In a missional church, what leaders do in equipping the saints is intimately related to the ministry of the entire community, not done on its behalf. Spiritual Formation happens when we serve each other as “interpreters, catalysts, and resources for the exposition of Gods Word in all its formative power."(Darrell Guder, in his lecture series on Walking Worthily, p 278). The faith community itself becomes a parable and a sacrament, in the midst of a world longing for spiritual significance. The gospel works its healing in and through us as we offer a “visible alternative” to the desiccated values of 21st century society. My call to ordination is precious to me, but in 2009, 30 months after finishing up my ten years as a Senior Minister, I feel “Called Again” to a new form of ministry, and a new way of being a leader. I have a passion for supporting spiritual growth, a heap of experience and some God-given wisdom. This Lenten season, I am learning to mine the rich resources and diverse practices of faith formation bequeathed to us down the centuries. I will have a structured and intentional ministry, but it will be just one flavour in the smorgasbord of faith expressions God is using as he works out his will in our community.

To Chew Over: Does the notion of ordination mean anything to you? How about the notion of a Discipleship Coach?
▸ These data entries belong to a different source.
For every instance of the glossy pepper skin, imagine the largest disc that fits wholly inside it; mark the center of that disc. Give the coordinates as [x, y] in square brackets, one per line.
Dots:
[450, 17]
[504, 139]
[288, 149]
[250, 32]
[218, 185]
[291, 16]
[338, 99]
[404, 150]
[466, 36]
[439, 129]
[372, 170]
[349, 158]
Which resonates most with your own spirituality?

Sung at a recent induction service:

There's a hunger in this wilderness for your revelation

To hear the words of life that strengthen me

Come and show what you've prepared for me, speak your confirmation

Show me how I fit into your plan

For when you call my name I can see again

Who you are and who I'm meant to be

And as you beckon me I am free to see

Who you are and who I'm sent to be.

© Brian Doerksen 2000.


  1. Some very pertinent reflections, Viv, I appreciate your observations. It is clearly true that ministry is not done 'on behalf of' - as if the congregation is a client. On the other hand there is a sense I think in which the congregation as a body invests certain of its functions into some. The 'minister' is thus an embodiment of the whole. This is rather like the medieval notion of kingship (the royal 'we'). In a sense this is a safeguard, that the sacred charge which belongs to us all is exercised by us through certain individuals on whom we recognise a particular calling. It is in this dynamic that the proper sense of ordination is found.

    Martin Sutherland

  2. Thanks Martin, I like that application of the royal "we" - which I think Anglican bishops also use. My Presbyterian heritage would see the communality as including the wider church and not just the local congregation.